Als kind was ‘De reuzenperzik’ van Roald Dahl mijn favoriete boek. Terwijl ik ’s avonds stiekem onder de dekens lag te lezen, bang om gesnapt te worden door mijn moeder, inspireerde het verhaal van James mij. Als hij met behulp van pratende insecten zijn leven kon beteren, dan kon ik toch de hele wereld aan?
Althans, dat dacht ik destijds. Inmiddels ben ik een decennium ouder en is het veel lastiger om zo optimistisch, en misschien ietwat naïef, te denken. Het leven is namelijk niet altijd rozengeur en maneschijn. Toen eigenlijk niet en nu al helemaal niet. Het jaar 2020 is eerder een roos: het idee is leuk, maar de uitvoering prikt je constant in de vingers.

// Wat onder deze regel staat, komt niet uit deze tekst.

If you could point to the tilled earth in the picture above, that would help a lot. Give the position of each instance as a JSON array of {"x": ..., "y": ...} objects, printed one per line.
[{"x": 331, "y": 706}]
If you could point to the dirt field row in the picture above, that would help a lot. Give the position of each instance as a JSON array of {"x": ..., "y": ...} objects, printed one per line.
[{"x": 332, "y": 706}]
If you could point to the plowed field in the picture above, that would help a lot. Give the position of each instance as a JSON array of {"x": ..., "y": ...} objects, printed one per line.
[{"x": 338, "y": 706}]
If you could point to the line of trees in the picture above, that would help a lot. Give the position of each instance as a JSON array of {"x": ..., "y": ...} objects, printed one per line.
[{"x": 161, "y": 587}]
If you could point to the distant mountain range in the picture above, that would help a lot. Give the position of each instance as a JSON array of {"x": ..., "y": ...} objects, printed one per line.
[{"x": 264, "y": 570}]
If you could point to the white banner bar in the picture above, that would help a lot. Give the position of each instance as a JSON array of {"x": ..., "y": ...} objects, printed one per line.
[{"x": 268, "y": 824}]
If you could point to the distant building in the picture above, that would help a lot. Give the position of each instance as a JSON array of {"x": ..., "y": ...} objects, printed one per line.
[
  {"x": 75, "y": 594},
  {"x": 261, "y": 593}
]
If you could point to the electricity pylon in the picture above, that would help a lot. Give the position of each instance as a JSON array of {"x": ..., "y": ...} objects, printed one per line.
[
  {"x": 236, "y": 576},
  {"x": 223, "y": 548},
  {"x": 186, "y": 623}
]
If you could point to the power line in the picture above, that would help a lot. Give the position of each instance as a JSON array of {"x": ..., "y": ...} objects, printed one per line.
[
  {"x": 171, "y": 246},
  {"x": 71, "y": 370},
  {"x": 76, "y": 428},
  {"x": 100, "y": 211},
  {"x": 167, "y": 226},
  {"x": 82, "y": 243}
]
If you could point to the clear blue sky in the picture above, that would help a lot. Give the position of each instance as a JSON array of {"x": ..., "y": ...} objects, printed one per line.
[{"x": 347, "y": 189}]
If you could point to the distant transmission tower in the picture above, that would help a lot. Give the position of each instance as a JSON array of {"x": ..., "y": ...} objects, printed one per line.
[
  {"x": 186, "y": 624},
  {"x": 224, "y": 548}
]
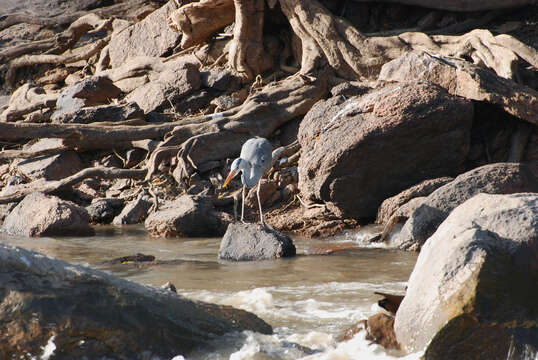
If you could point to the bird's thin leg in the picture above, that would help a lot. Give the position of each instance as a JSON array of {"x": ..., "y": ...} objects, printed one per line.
[
  {"x": 243, "y": 204},
  {"x": 260, "y": 204}
]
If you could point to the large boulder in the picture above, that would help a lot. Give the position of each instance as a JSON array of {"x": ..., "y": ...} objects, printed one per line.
[
  {"x": 51, "y": 167},
  {"x": 89, "y": 314},
  {"x": 473, "y": 293},
  {"x": 96, "y": 90},
  {"x": 498, "y": 178},
  {"x": 247, "y": 242},
  {"x": 45, "y": 215},
  {"x": 149, "y": 37},
  {"x": 392, "y": 204},
  {"x": 188, "y": 216},
  {"x": 172, "y": 85},
  {"x": 135, "y": 211},
  {"x": 360, "y": 151}
]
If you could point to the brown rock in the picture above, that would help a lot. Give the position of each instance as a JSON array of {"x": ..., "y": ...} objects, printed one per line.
[
  {"x": 464, "y": 79},
  {"x": 191, "y": 216},
  {"x": 45, "y": 215},
  {"x": 473, "y": 289},
  {"x": 172, "y": 85},
  {"x": 425, "y": 188},
  {"x": 355, "y": 153},
  {"x": 149, "y": 37},
  {"x": 52, "y": 167},
  {"x": 90, "y": 314},
  {"x": 498, "y": 178},
  {"x": 110, "y": 113}
]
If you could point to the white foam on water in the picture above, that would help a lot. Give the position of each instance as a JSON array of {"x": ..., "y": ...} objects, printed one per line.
[{"x": 48, "y": 350}]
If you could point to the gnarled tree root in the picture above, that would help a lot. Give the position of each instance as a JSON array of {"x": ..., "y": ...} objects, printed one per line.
[{"x": 18, "y": 192}]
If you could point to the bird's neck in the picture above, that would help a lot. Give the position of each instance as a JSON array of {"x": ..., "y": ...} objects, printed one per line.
[{"x": 248, "y": 177}]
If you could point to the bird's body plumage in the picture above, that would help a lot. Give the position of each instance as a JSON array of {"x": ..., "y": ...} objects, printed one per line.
[{"x": 253, "y": 162}]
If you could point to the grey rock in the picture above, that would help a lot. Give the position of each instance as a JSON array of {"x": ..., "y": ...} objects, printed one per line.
[
  {"x": 91, "y": 314},
  {"x": 248, "y": 242},
  {"x": 103, "y": 211},
  {"x": 135, "y": 211},
  {"x": 193, "y": 216},
  {"x": 91, "y": 91},
  {"x": 110, "y": 113},
  {"x": 473, "y": 289},
  {"x": 149, "y": 37},
  {"x": 355, "y": 153},
  {"x": 45, "y": 215},
  {"x": 425, "y": 188},
  {"x": 172, "y": 85},
  {"x": 51, "y": 167},
  {"x": 498, "y": 178}
]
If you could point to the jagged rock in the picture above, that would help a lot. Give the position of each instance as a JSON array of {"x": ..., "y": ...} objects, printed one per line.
[
  {"x": 247, "y": 242},
  {"x": 96, "y": 90},
  {"x": 135, "y": 211},
  {"x": 149, "y": 37},
  {"x": 51, "y": 167},
  {"x": 473, "y": 289},
  {"x": 172, "y": 85},
  {"x": 392, "y": 204},
  {"x": 110, "y": 113},
  {"x": 188, "y": 216},
  {"x": 45, "y": 215},
  {"x": 91, "y": 314},
  {"x": 355, "y": 153},
  {"x": 103, "y": 211},
  {"x": 498, "y": 178}
]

En juist daarom zit ik vanavond op de bank met dat boek. Wanneer het advies is om zoveel mogelijk binnen te blijven en iedereen 24 uur per dag bezig is met een dodelijk virus, is het soms noodzakelijk om even weg te kunnen zwijmelen in zo’n gigantische perzik. Zelfs als het slechts een illusie van een fictie kinderboek is. Misschien zelfs juist dan. Want als er één ding is dat ik kan leren van kinderen, is het wel om een stukje van de onbezorgdheid waarmee zij door het leven huppelen van ze over te nemen. En ja, ik weet dat dat lang niet voor ieder kind geldt. Maar toen ik in mijn donkerste periode als 10-jarige de woorden van Roald Dahl las, voelde ik me heel even zorgeloos. Dat is momenteel iets wat we allemaal goed kunnen gebruiken. Het idee dat we zomaar door een portaal kunnen stappen, waarin alles oké is.
We komen er wel uit. Met of zonder magische reuzenperzik.